Simplified Employee Pensions (SEPs)

The following changes apply to SEPs. For more information on SEPs, see Publication 560, Retirement Plans for Small Business.

Deduction limit increases.   The maximum deduction for contributions to a SEP for 2004 remains unchanged at 25% of the compensation paid or accrued during the year to your eligible employees participating in the plan.
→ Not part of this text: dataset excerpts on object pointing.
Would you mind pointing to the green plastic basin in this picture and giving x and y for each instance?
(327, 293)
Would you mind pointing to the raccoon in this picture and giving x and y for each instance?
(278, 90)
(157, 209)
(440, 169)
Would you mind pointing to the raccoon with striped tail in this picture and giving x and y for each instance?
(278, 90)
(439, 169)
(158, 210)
However, the maximum combined deduction for a participant's elective deferrals and other SEP contributions increases to $41,000.


Contribution limit Increases.   For 2004, the annual limit on the amount of employer contributions to a SEP increases to the lesser of the following amounts.
  • 25% of an eligible employee's compensation.

  • $41,000 (subject to cost of living adjustments after 2004).


Compensation limit increases.   For 2004, the maximum amount of an employee's compensation you can consider when figuring SEP contributions (including elective deferrals) and the deduction for contributions increases to $205,000.


403(b) Plan Changes

Increase in the limit on elective deferrals.   For 2004, the limit on elective deferrals increases from $12,000 to $13,000. The limit on elective deferrals will increase by $1,000 each year through 2006.


Increase in the limit on annual additions.   For 2004, the limit on annual additions increases to the lesser of $41,000, or your includible compensation for your most recent year of service. In 2003 your limit on annual additions is the lesser of $40,000 or your includible compensation for your most recent year of service.


Catch-up contributions.   For 2004, if you are age 50 or older by the end of the year, you may be permitted to make additional catch-up contributions of up to $3,000 to your 403(b) plan.